In a reply filing submitted Wednesday, Newsmax CEO Chris Ruddy said the FCC lacks the legal authority to change the ownership cap, which the FCC set nearly two decades ago after being granted the authority through an act of Congress.
“The only thing the Commission will get if it alters the national television multiple ownership limit is a permanent injunction,” Ruddy warned, adding that Congress’ directive to establish a cap are binding.
Over the past few months, the broadcast industry’s lobbying group, the National Association of Broadcasters, has press the FCC and its Chairman, Brendan Carr, to eliminate the ownership cap. The broadcasters contend that the cap is the byproduct of a chapter in television and radio history that has since closed with the emergency of streaming video and audio platforms.
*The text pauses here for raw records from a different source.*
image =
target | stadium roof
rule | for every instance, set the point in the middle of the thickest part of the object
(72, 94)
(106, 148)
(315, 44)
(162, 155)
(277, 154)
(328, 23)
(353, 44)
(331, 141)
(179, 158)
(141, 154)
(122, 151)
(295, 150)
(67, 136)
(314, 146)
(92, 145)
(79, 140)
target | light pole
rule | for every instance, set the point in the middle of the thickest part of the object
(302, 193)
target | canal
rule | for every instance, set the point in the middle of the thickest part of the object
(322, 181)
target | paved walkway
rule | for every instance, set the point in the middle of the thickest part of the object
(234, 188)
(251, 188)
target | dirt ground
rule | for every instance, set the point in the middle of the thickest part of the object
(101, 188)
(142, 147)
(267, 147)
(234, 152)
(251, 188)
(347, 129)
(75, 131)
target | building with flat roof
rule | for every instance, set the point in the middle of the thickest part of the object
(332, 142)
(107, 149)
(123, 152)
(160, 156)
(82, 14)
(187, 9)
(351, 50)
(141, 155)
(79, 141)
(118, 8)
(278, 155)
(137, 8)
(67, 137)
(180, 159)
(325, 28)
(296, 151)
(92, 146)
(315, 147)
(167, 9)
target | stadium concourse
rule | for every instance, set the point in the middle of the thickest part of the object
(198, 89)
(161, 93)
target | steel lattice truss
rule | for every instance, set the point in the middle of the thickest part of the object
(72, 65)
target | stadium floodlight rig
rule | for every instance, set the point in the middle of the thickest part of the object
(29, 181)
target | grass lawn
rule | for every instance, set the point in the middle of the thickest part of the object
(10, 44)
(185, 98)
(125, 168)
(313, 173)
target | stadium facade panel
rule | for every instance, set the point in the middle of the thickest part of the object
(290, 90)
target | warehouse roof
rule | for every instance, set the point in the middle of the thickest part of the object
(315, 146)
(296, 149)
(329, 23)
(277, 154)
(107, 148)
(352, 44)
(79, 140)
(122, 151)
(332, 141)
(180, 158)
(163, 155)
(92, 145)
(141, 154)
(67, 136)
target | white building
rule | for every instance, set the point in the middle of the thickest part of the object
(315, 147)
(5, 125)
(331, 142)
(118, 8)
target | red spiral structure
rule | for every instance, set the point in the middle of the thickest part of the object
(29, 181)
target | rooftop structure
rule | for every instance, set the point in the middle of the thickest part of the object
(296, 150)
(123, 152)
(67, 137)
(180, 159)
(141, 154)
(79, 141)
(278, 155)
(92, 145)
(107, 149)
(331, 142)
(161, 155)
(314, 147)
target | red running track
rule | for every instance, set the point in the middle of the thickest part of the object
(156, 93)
Broadcast TV and radio stations use wireless radio spectrum that is licensed and regulated by the FCC. By comparison, streaming apps and services like Netflix, YouTube and Apple Music do not. But the NAB contends that streaming services are treated differently because they are allowed to scale and grow their operations without onerous federal regulations, while the broadcasters who choose to use public air waves are subject to limitations.
Ruddy rejected this notion, saying Congress requires the FCC to impose an ownership cap, and that the agency isn’t allowed to unilaterally decide to eliminate it. Should the FCC choose to do so anyway, he warned that the matter will likely be challenged in court, and that the FCC is likely to lose.
Supporters of raising or eliminating the cap argue it is necessary to sustain local programming and compete with digital platforms. Ruddy countered that consolidation has historically harmed local media, pointing to the radio industry where deregulation in the 1990s left major groups like iHeart, Cumulus, and Audacy with heavy debt loads and forced a reliance on nationally syndicated content.
“Following the FCC’s relaxation of radio ownership regulations, many station owners relied heavily on debt financing to acquire additional outlets,” the filing stated. “This led to a reduction of local voices in an effort to minimize costs and meet debt service obligations.”
The company cited Nexstar’s recently announced $6.8 billion purchase of TEGNA as evidence that lifting the cap would primarily enrich executives and shareholders. That transaction, Ruddy said, would exceed current ownership limits and demonstrates that proposals to raise the cap are motivated more by financial gain than public interest.
Consumer costs are another point of contention. Ruddy aligned with cable and satellite advocates who argue that greater consolidation would drive up retransmission fees, which in turn are passed on to viewers.
“Consumers would have fewer choices and pay higher prices, the twin evils of dominant firms abusing their market power in highly concentrated markets,” Ruddy said.
Ruddy also took issue with a loophole called the “UHF Discount,” an analog-era rule that was meant to convince TV broadcasters to launch their stations on UHF channels when the technology was still new. The rule allowed TV station owners to count one UHF station by half reach, which allowed them to overcome some of the FCC’s ownership rules. All full-power TV stations transitioned to a new digital standard in 2009, and most TV stations now broadcast on UHF frequencies.